I’m a fan of setting expectations with things. Sure, it’s largely an exercise in bias – you may warn that something isn’t as good as expected and others may love it, but that’s why I try to set expectations in more… concrete ways. With Lasiodora, a mathy post-hardcore/progressive rock trio from Tucson, Arizona, it’s about as concrete as can be.
After some COVID-related delay for a few years (yes, COVID’s length now qualifies to be described as ‘few’ with regards to years in length – kill my ass), they dropped their debut album, Molt, but the kicker is that Molt is also their final album. A swancore swan song. The best, and worst, work they will put out by virtue of limits. Luckily, ‘worst’ is only a technicality, because Molt‘s a hell of a note to go out on!
As things usually go around here, our PR pal Toni shouted Lasiodora out on the album’s release day, calling it a particularly noteworthy release. I’m not super into this style of music, but can get into it provided I’m in the right mood and the atmosphere hits. The thing with Lasiodora‘s style of music is that, even though I hold no raw nostalgia for it, it still reminds me of music I was around in high school. That was the mid-2000s for me, so the bands I was into skirted the same sounds and influences that they play with. The Mars Volta, At the Drive-In, Foxy Shazam, The Blood Brothers, etc. – disparate bands, but uniting elements of experimentation, energy, and execution were brought to the table and came to define my formative years of musical exploration.
And so, 15 years later, I’m looping Molt with glee. I can’t fully connect it to my musical roots, but nonetheless enjoy it immensely for being different, fun, and eccentric where it matters. Seven songs and 28 minutes means a short fury of a ride, like all band members slithered into rusted-out, post-apocalypse jalopies to ride eternal, shiny and chrome. More and more, I’m appreciating albums that utilize their short time well – in and out, like the band’s engine’s creative pistons.
Anyway, brass tacks. I don’t really have a favorite song from Molt… ah, never mind, yes I do. The title track. Three songs in, it’s flanked by some formidable pieces that I’ll talk about soon enough, but “Molt” is where I was sold on Lasiodora on first listen. Its atmosphere first peaks here, mixing weightier tempos with mathcore prowess, only unchaining the order-from-chaos the song embodies to drop it all into a psychedelic vortex. Explosive guitar leads give way to trippy passages in the track’s final minutes (it’s a long boy at almost nine minutes), like the fretboards were set on fire and made to register a note whenever the flames licked upon the strings, then played with hands again after the lacquer melted off the wood to create those warped sounds.

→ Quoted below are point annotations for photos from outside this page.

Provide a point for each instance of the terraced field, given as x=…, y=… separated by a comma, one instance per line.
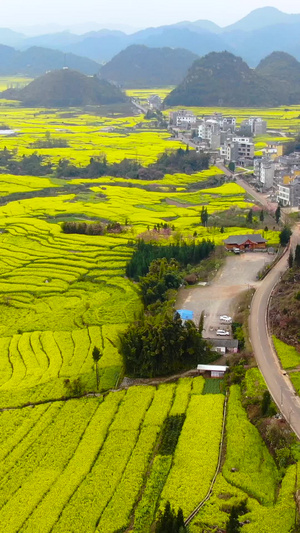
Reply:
x=101, y=463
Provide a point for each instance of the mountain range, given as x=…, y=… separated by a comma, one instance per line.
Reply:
x=140, y=66
x=253, y=37
x=36, y=61
x=64, y=88
x=223, y=79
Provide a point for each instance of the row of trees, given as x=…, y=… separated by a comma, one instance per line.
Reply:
x=186, y=253
x=294, y=259
x=161, y=344
x=168, y=163
x=32, y=165
x=84, y=228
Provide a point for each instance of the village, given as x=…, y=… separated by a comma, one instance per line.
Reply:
x=275, y=172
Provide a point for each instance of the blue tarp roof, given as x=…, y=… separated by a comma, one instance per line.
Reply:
x=185, y=314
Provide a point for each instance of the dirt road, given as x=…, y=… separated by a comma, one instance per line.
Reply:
x=235, y=277
x=277, y=380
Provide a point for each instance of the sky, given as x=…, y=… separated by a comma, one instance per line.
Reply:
x=134, y=13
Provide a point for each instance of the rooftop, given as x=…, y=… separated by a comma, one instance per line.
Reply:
x=185, y=314
x=240, y=239
x=216, y=368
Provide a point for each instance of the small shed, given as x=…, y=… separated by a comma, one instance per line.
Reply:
x=246, y=242
x=215, y=371
x=185, y=314
x=230, y=345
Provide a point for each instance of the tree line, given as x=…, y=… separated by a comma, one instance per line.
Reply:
x=184, y=252
x=169, y=162
x=83, y=228
x=159, y=343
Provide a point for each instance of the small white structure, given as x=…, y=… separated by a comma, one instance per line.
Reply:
x=216, y=371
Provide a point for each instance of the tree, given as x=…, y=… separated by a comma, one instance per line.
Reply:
x=96, y=357
x=204, y=216
x=250, y=216
x=265, y=404
x=297, y=256
x=233, y=524
x=169, y=522
x=284, y=236
x=161, y=344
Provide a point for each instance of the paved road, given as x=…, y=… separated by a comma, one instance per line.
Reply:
x=258, y=196
x=220, y=297
x=278, y=383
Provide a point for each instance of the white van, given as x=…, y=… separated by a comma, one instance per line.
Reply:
x=222, y=332
x=225, y=319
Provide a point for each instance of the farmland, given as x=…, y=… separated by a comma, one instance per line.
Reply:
x=105, y=463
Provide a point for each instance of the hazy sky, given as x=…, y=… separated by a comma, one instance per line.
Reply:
x=135, y=13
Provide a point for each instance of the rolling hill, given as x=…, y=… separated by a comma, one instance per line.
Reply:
x=66, y=88
x=222, y=79
x=35, y=61
x=139, y=66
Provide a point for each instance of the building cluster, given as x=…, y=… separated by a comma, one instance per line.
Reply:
x=273, y=172
x=220, y=134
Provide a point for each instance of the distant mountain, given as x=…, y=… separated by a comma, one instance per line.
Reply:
x=139, y=66
x=66, y=88
x=222, y=79
x=11, y=38
x=36, y=61
x=253, y=37
x=261, y=18
x=57, y=41
x=283, y=71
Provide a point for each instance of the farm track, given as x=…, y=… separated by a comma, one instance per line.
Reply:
x=207, y=497
x=150, y=382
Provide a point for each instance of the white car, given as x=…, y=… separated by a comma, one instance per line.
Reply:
x=226, y=318
x=222, y=332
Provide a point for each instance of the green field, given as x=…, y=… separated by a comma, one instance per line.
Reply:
x=99, y=463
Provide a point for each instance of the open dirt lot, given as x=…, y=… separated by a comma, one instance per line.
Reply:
x=220, y=297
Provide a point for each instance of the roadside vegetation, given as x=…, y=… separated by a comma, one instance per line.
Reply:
x=90, y=453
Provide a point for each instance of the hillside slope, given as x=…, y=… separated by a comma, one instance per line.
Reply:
x=139, y=66
x=35, y=61
x=225, y=80
x=63, y=88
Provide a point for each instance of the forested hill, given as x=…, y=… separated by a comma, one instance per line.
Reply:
x=222, y=79
x=35, y=61
x=63, y=88
x=140, y=66
x=283, y=71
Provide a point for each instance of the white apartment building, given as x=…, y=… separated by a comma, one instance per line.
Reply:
x=230, y=151
x=264, y=170
x=289, y=194
x=254, y=126
x=182, y=118
x=246, y=147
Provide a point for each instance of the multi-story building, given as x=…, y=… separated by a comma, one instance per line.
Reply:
x=209, y=130
x=253, y=126
x=230, y=151
x=246, y=147
x=238, y=149
x=155, y=101
x=289, y=194
x=182, y=118
x=264, y=170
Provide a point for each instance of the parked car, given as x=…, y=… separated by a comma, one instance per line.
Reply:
x=222, y=332
x=225, y=318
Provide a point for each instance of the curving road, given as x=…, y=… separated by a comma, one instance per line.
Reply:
x=277, y=380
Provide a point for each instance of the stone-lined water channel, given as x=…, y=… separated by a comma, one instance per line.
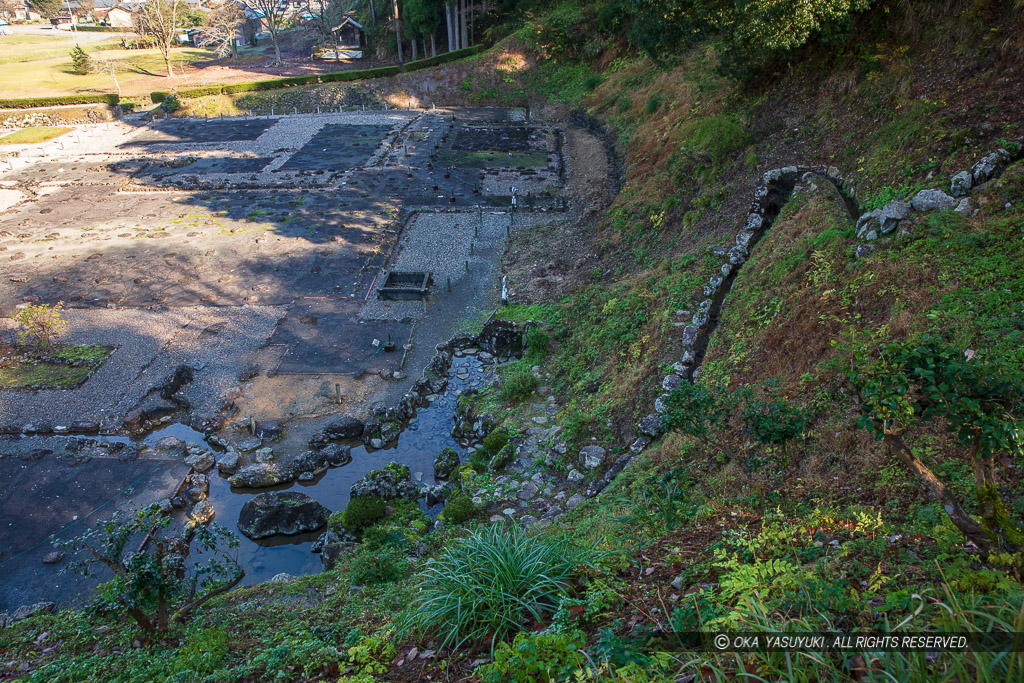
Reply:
x=74, y=486
x=426, y=434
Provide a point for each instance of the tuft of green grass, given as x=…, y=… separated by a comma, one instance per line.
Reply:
x=34, y=134
x=518, y=381
x=67, y=368
x=495, y=583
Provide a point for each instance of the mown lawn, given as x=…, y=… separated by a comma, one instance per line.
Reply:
x=35, y=71
x=34, y=134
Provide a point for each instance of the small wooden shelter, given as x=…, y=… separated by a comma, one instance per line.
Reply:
x=350, y=39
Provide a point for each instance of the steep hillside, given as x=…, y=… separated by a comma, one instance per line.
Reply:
x=767, y=496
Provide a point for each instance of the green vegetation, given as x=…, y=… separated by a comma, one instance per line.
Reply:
x=81, y=62
x=156, y=585
x=460, y=509
x=855, y=422
x=494, y=582
x=34, y=134
x=360, y=512
x=28, y=102
x=64, y=368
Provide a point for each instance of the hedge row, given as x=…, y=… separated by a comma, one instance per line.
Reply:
x=111, y=98
x=352, y=75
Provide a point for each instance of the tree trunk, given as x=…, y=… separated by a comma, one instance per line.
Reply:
x=448, y=24
x=397, y=29
x=968, y=526
x=994, y=516
x=463, y=36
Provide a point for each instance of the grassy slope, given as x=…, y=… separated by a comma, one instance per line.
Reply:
x=846, y=539
x=40, y=66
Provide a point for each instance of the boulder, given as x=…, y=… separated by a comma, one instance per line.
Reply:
x=445, y=463
x=25, y=611
x=961, y=183
x=867, y=221
x=268, y=429
x=344, y=427
x=528, y=492
x=591, y=456
x=502, y=458
x=201, y=462
x=932, y=200
x=53, y=557
x=650, y=425
x=203, y=513
x=891, y=214
x=309, y=461
x=333, y=549
x=737, y=256
x=155, y=408
x=168, y=443
x=257, y=476
x=985, y=169
x=435, y=494
x=229, y=463
x=337, y=454
x=282, y=512
x=689, y=336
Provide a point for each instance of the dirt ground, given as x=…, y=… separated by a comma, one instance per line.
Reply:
x=551, y=259
x=251, y=252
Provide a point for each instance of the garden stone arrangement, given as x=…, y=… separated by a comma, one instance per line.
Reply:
x=220, y=284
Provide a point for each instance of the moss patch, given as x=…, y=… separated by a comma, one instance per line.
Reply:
x=65, y=369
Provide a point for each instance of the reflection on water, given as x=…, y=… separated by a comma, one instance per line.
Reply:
x=423, y=438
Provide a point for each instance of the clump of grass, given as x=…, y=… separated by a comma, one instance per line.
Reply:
x=495, y=583
x=517, y=381
x=34, y=134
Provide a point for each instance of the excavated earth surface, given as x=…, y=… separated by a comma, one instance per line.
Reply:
x=235, y=265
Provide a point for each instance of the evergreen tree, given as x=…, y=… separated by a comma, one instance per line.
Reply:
x=81, y=61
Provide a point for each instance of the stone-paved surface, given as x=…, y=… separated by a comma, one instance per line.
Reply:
x=218, y=251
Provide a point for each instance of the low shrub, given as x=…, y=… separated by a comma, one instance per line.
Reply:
x=495, y=583
x=171, y=103
x=536, y=656
x=382, y=566
x=364, y=511
x=460, y=509
x=495, y=441
x=517, y=381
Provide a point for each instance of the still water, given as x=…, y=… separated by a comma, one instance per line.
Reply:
x=425, y=435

“Always So Blue” spends much more of its time with a calmer mood, though ferocity is never too far off as vocals beckoned to be screamed, and guitars ache to be squealed. Still, it’s somber, perhaps on purpose referencing its own title. It also does a fine job of capturing the color blue, much of the track feeling waterlogged in reverb and melodies that dance like ships on an ocean, lured by sirens until they’re ran aground and sunk without much ceremony, only your stirring thoughts of foolish rage accompanying you to the sands below.
Lasiodora still knows how to rustle up a cacophony of emotion though. “Rockstar Family Repellant” (great title) and “Comanche Banshee”, our two bookending tracks, are exercises in volcanic excess. The drums especially shine here, reminding me of Leviathan-era Mastodon with how active and unrelenting they can be. Vocals are passionately screamed, the calm and jazzy melodies are progressive and oddly catchy, and everything just sounds so well-produced and put together. It’s a true melding of musical worlds – dissonance colliding with organization, like a prank show gone off the rails or a moshpit formed inside a Denny’s restaurant.
Molt being a final album for a band we never fully knew is pretty dead-on. Lasiodora is a genus of tarantula, tarantulas molt, and it seems the band themselves have molted into something else beyond this. Still, I can’t help but already mourn the talent here. It’s my hope that the three dudes in this band find other projects to start or get into because this simply feels like a teaser – a fully-featured teaser, but a teaser nonetheless. If you like post-hardcore, mathcore, and/or jazzy prog, you’ll find Lasiodora quite to your liking. They’re incandescent, uncommon, and a hell of a way to open a new year – just a shame they burnt out so fast.